Side by side – Arquivo pessoal

O bacana de se ter/conviver com um cavalo é o fato d’Ele te ensinar milhões de coisas… Eu, além de ser psicóloga e horseaddict, sou uma defensora da Equoterapia, acredito no trabalho, já atuei um bom tempo na área e vi os inúmeros benefícios que ela traz.
Mas não apenas a terapêutica em si, que tem que ser realizada por profissionais qualificados para tal #Dik, mesmo o simples contato com os cavalos contribui muito para seu auto conhecimento e conquistas pessoais.
Desde que compramos meu cavalo tenho aprendido a superar limites que nem imaginava tê-los e não estou falando quanto à montaria ou esporte equestre, mas de vivência como Ser Humano, a rever qualidades e dificuldades que possuo no meu dia a dia.
Ele me faz ter mais paciência e a esperar o tempo do outro, a controlar minha ansiedade e afobação que sempre me geraram problemas.  Eu simplesmente não tenho como chegar no sítio e obrigar meu cavalo a fazer o que eu quero, ele tem o tempo e a rotina dele. Logo, espero ele se lembrar do meu cheiro, ver se tem algum material novo por perto, se lembrar dos materiais rotineiros e me permitir entrar em seu mundo, sim, ele está no habitat dele e não no meu, apesar de muitos pensarem o contrário apenas pelo fato dele ser “domesticado”.

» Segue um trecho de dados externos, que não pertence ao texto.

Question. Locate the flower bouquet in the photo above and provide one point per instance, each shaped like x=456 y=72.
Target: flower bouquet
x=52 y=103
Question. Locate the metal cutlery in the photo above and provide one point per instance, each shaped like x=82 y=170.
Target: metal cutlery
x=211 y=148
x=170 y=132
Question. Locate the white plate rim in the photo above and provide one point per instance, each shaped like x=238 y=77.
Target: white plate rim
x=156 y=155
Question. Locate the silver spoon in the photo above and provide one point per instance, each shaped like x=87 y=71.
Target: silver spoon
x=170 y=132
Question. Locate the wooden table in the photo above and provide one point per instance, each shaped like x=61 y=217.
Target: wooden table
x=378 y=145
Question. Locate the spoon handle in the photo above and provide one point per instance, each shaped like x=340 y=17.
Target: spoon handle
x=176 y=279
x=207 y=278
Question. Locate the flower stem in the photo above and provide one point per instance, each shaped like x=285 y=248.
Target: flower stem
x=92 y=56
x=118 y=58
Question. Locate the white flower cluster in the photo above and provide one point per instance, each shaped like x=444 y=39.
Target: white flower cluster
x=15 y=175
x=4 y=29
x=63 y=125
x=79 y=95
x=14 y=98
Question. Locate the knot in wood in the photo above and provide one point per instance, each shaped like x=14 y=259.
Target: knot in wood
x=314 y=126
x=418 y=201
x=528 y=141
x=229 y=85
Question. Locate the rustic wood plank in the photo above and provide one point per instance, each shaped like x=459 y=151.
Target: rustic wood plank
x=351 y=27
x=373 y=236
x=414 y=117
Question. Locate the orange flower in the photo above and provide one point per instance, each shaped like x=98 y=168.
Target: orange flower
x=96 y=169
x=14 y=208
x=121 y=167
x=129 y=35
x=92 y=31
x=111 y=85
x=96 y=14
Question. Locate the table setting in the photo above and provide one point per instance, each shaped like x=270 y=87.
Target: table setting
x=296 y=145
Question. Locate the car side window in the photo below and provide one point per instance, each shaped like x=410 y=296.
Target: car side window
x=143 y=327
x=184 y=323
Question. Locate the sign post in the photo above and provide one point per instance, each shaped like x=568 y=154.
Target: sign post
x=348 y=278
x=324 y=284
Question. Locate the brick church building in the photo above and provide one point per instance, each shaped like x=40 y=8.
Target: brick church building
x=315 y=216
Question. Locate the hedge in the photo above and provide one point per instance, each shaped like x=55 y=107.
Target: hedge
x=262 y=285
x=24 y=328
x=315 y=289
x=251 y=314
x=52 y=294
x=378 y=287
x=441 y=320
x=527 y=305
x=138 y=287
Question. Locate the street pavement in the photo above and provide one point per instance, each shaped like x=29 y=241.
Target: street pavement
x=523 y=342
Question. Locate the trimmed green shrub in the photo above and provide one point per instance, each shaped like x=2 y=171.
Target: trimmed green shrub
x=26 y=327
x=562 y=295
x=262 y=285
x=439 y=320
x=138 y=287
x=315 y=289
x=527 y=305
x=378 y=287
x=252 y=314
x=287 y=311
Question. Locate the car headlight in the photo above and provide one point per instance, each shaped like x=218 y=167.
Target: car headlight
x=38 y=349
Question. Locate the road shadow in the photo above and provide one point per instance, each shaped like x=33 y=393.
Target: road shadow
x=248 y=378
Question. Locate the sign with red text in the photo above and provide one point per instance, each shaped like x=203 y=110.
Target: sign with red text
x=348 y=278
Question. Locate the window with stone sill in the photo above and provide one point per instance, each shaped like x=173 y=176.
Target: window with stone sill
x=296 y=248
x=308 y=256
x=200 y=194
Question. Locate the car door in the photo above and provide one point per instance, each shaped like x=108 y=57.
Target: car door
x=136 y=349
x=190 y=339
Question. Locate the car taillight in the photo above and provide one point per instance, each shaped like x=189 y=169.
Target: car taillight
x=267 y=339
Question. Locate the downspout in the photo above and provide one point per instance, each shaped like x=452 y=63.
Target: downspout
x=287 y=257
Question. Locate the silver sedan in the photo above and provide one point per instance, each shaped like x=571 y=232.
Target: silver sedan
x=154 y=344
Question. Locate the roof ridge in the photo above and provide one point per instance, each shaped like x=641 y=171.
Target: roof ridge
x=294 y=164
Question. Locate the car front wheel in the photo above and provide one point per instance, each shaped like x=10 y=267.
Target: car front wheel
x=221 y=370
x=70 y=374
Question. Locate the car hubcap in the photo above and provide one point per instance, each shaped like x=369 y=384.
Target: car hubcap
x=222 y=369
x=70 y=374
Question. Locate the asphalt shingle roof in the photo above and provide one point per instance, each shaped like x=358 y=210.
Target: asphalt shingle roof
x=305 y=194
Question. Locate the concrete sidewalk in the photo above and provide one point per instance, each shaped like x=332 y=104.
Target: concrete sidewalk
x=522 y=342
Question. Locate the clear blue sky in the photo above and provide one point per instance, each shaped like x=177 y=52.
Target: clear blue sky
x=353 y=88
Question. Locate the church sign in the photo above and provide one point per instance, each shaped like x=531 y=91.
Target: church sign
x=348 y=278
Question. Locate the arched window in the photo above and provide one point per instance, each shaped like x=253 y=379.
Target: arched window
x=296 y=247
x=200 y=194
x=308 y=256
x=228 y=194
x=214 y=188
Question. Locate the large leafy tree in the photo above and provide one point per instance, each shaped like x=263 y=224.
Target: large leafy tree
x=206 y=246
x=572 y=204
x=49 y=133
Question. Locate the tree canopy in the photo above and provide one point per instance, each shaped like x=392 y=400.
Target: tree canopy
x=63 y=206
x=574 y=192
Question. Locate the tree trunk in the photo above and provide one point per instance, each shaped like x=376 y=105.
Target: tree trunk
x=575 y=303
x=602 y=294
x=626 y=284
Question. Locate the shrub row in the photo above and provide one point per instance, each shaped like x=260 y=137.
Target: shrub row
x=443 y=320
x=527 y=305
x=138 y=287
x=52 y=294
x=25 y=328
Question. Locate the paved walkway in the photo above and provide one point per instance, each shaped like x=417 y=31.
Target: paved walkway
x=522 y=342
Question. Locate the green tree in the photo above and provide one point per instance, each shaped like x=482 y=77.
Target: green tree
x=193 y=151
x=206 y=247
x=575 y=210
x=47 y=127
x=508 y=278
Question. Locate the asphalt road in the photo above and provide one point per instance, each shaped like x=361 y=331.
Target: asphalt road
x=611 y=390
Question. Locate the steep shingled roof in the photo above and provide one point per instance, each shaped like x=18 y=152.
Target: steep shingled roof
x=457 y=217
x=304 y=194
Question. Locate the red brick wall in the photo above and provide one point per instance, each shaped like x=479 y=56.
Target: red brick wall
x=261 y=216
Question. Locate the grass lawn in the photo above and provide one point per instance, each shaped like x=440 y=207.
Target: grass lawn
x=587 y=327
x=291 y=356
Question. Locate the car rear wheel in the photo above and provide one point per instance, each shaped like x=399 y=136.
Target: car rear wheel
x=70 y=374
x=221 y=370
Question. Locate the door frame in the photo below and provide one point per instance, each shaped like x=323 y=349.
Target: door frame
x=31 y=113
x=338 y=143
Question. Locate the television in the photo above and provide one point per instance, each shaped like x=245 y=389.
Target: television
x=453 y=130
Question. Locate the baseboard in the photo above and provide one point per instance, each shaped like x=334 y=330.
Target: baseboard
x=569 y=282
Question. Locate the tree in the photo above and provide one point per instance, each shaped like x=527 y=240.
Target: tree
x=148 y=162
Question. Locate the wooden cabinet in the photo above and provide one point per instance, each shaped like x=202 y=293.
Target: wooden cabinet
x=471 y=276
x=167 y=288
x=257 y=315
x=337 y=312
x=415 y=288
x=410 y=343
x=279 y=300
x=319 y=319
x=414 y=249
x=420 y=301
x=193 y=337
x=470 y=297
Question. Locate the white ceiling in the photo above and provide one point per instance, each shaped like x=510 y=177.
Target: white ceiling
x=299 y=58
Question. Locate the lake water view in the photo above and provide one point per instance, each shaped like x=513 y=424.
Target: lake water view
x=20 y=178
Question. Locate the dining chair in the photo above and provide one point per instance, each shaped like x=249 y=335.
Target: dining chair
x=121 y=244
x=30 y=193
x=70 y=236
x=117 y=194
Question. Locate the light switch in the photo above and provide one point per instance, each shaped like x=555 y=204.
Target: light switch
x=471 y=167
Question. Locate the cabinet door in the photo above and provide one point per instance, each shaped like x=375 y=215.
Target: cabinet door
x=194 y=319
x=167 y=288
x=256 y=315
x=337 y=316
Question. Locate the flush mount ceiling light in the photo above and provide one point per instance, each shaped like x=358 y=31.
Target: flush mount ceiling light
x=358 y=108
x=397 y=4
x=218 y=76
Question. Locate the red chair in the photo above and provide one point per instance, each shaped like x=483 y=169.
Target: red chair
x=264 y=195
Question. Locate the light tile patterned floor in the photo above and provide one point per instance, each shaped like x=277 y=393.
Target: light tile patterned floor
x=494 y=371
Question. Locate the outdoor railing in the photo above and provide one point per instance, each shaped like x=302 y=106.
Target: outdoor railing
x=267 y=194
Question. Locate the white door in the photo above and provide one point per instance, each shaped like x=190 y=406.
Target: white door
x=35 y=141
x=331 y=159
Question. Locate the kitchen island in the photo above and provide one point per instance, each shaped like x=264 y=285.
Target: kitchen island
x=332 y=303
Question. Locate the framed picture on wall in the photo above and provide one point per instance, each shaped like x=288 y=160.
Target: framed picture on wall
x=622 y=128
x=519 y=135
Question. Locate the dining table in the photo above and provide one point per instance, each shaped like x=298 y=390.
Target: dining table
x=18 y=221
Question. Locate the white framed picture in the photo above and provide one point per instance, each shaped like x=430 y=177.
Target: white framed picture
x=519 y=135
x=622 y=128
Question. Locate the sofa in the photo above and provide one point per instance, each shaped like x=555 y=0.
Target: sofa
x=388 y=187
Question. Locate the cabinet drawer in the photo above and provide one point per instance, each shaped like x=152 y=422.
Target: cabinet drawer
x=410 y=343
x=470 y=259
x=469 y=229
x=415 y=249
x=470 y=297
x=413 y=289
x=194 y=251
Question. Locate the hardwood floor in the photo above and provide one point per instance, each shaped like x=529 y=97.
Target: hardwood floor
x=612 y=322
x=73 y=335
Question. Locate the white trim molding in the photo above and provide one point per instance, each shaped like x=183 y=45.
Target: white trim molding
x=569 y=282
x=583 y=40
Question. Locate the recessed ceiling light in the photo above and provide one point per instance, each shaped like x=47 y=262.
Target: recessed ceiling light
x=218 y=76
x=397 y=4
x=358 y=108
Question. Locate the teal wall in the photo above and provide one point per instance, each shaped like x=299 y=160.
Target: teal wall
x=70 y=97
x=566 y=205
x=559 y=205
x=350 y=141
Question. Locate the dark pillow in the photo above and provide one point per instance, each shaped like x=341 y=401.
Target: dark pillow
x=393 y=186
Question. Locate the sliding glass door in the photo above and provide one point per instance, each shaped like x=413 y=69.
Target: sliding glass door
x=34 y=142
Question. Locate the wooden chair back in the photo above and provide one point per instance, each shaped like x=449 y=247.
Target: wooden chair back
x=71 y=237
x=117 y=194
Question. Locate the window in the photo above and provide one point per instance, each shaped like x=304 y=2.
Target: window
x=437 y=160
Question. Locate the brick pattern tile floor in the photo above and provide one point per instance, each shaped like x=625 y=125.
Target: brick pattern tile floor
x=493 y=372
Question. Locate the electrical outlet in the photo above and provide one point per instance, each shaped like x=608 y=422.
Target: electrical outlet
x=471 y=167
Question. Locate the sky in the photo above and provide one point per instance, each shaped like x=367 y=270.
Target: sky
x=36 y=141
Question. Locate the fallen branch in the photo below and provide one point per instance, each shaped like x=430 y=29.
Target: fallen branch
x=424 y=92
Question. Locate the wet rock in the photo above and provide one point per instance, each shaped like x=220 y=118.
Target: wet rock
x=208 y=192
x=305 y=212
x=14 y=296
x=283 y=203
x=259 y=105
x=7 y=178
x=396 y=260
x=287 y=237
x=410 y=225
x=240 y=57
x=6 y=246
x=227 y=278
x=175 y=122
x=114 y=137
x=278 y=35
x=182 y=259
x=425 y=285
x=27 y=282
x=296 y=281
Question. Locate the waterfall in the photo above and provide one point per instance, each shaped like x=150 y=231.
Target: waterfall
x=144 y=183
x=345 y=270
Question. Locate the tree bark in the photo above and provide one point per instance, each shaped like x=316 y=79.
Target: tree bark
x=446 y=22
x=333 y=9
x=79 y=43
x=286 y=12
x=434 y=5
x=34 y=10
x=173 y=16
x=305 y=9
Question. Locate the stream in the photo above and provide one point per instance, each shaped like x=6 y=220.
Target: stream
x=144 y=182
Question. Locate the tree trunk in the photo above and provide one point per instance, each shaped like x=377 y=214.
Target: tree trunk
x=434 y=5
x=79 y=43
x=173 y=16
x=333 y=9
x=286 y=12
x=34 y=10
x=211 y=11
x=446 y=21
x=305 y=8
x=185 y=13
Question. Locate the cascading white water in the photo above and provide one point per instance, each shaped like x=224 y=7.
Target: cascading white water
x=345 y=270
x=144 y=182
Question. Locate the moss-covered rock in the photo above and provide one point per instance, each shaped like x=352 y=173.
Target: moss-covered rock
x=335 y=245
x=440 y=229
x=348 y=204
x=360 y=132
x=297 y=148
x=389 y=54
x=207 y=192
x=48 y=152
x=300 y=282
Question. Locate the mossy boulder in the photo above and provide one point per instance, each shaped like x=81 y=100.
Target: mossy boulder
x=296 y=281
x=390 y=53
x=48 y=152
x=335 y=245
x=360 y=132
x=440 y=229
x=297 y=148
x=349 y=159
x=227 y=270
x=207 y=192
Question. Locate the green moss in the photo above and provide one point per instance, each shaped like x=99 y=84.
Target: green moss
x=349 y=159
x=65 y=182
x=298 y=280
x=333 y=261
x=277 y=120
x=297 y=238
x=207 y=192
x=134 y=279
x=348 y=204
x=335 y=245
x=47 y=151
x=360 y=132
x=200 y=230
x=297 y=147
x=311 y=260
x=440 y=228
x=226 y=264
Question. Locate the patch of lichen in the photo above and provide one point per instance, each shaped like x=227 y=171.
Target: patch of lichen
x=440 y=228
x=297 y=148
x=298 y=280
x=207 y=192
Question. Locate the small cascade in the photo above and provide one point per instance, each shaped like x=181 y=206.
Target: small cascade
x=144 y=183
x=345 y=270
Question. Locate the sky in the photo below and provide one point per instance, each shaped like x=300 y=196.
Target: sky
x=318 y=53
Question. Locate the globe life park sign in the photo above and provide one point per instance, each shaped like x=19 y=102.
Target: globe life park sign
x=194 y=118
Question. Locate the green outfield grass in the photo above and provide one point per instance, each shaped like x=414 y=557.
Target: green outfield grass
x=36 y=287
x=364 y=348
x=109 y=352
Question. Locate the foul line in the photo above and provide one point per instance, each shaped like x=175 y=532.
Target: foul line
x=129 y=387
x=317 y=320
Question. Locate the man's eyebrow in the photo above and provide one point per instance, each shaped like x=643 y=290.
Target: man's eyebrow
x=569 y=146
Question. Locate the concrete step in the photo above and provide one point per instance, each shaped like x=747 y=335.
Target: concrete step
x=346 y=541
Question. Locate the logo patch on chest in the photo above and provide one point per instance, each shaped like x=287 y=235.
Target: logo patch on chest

Então inicio minha aproximação, coloco o cabresto para ele perceber que chegou o momento de contato com o humano, inicio a escovação, vejo se ele está com algum desconforto, verifico qualquer mudança física ou em seu comportamento, uma vez que ele me sinaliza o que anda acontecendo por ali na minha ausência, limpo suas ranilhas (embaixo do casco), começo a conduzi-lo na guia e o solto um pouco no pasto para correr mais a vontade enquanto limpo seus aposentos e troco sua água.
Ou seja, ele me ensina a ter uma rotina, uma responsabilidade, uma troca, uma cumplicidade. Ao me permitir essa proximidade ele me diz na verdade que confia nos meus cuidados e no meu timing.
Outro ponto interessante é que ele me faz reconhecer meus erros, me ensina a assumir a culpa quando algo está errado e não arrumar justificativas por ai. Quando ele se comporta de um jeito inadequado comigo aprendi – também com a ajuda continua do marido (que se tornou um ótimo horsemanship) – a analisar meu comportamento e verificar o que eu fiz para ele responder assim, simplesmente parei de achar que ele agia assim por ser um animal, como se o desvalorizasse, e passei a perceber que ele reage ao seu ambiente e comportamentos de terceiros assim como nós humanos #DealWithThat
Ou seja, dia a dia, refletindo com os acontecimentos e com os comportamentos um do outro vou percebendo o que eu preciso melhorar, assumindo minha responsabilidade de mudança e tentando levar isso para minha rotina.
Eu não vou me estender e falar de outros inúmeros aprendizados que tenho percebido, até porque quero deixar um gostinho para vocês conhecerem esse encantador mundo dos Equinos e encontrarem seu reflexo nesses animais tão magníficos.